Mit einem Personalkarussell an der Parteispitze will die FDP sich nach einem zähen Machtkampf selbst aus der Krise rotieren. Der designierte FDP-Chef und bisherige Gesundheitsminister Philipp Rösler übernimmt das Wirtschaftsministerium. Rainer Brüderle wird Fraktionsvorsitzender, während seine Vorgängerin Birgit Homburger zur Parteivize avanciert.

Auf Rösler folgt sein Staatssekretär Daniel Bahr im unpopulären Gesundheitsressort. Bundespräsident Christian Wulff wird schon am Donnerstag die Entlassungs- und Ernennungsurkunden überreichen.

Bis zuletzt war noch um die Posten gerungen worden. Vor allem die Personalie Homburger hatte Probleme bereitet, weil Brüderle nur antreten wollte, falls Homburger auf den Fraktionsvorsitz verzichtet. Das tat sie, nachdem Rösler ihr den Posten der stellvertretenden Parteivorsitzenden vorgeschlagen hatte. Die Weggelobte begründete ihren Rückzug anschließend damit, dass sie Rösler einen "hervorragenden Start" als Parteichef ermöglichen wolle. Denn die Inhalte der FDP würden nur dann gehört, wenn die Personalspekulationen ein Ende hätten. Ihrem Nachfolger Brüderle wünschte sie "viel Glück". Die Fraktion wählte ihren neuen Vorsitzenden mit 86 Jastimmen sowie je zwei Neinstimmen und zwei Enthaltungen demonstrativ geschlossen. Der Berliner Bundestagsabgeordnete Martin Lindner wurde einer der neuen Fraktionsvizes.

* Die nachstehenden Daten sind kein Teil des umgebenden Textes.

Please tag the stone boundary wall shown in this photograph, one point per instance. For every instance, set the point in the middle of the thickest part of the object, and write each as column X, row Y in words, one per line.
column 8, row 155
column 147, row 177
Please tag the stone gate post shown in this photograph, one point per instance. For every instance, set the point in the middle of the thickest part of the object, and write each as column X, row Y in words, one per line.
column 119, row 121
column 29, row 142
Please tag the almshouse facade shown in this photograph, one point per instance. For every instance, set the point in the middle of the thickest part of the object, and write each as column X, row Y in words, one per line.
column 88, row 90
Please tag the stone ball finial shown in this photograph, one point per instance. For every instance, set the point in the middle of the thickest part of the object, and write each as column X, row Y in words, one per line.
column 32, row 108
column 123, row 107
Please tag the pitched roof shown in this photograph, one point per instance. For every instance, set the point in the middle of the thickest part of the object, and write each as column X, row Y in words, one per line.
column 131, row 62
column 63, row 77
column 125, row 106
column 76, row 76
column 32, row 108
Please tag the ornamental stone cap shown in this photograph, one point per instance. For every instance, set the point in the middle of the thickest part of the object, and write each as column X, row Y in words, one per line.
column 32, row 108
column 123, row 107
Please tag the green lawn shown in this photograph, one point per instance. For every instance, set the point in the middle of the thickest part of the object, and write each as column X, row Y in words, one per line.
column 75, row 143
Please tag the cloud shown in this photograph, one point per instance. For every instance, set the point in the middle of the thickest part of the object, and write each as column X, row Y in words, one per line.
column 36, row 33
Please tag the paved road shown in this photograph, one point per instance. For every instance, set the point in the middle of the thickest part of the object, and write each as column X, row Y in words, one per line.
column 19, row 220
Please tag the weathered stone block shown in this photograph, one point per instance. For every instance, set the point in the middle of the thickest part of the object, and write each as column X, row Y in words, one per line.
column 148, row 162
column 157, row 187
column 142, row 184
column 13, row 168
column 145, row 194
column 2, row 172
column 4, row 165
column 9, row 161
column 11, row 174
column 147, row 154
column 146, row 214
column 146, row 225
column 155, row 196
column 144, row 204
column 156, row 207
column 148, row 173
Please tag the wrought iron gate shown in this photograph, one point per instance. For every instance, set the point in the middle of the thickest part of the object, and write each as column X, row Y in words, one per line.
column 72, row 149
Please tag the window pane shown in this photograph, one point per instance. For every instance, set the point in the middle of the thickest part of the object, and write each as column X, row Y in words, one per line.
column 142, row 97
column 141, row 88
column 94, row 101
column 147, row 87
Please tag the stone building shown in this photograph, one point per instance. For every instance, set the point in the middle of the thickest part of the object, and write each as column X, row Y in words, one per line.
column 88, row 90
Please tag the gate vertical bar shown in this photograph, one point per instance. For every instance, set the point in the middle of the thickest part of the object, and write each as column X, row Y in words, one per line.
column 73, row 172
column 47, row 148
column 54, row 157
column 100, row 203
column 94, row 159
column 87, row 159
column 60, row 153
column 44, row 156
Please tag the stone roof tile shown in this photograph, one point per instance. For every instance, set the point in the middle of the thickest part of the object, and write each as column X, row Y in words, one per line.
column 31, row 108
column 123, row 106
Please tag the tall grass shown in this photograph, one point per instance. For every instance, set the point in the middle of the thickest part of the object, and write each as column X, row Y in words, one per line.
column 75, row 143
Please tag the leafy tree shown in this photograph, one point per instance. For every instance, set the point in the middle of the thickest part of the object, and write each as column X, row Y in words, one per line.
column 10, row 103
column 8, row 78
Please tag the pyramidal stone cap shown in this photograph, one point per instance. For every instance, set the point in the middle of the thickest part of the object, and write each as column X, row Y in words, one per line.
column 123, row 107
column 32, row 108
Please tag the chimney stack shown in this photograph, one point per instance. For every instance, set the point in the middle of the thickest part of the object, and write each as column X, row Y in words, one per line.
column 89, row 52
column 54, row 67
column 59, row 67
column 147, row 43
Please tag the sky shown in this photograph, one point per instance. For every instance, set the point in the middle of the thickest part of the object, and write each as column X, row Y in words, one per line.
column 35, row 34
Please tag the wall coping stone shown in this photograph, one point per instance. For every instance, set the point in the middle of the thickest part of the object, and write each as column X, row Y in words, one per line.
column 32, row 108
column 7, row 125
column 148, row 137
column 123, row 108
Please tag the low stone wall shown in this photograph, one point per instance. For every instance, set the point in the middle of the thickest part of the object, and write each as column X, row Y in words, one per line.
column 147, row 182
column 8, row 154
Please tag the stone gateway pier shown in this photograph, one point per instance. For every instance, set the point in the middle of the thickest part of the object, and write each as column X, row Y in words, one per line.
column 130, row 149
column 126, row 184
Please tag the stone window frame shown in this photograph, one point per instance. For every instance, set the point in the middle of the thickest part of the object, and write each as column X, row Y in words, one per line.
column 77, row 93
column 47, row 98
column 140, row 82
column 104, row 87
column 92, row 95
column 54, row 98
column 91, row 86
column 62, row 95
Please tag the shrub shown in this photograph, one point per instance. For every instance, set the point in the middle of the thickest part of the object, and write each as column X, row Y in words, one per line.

Der künftige Parteichef Rösler betonte, dies sei ein "klares Signal" des Aufbruchs. Er habe eine genaue Vorstellung, wie die FDP aus der schwierigen Lage herauskommen könne. "Ziel ist es, damit alle Personaldiskussionen abzuschließen." Präsidium und Bundesvorstand der Partei werden am Wochenende beim Bundesparteitag in Rostock neu gewählt.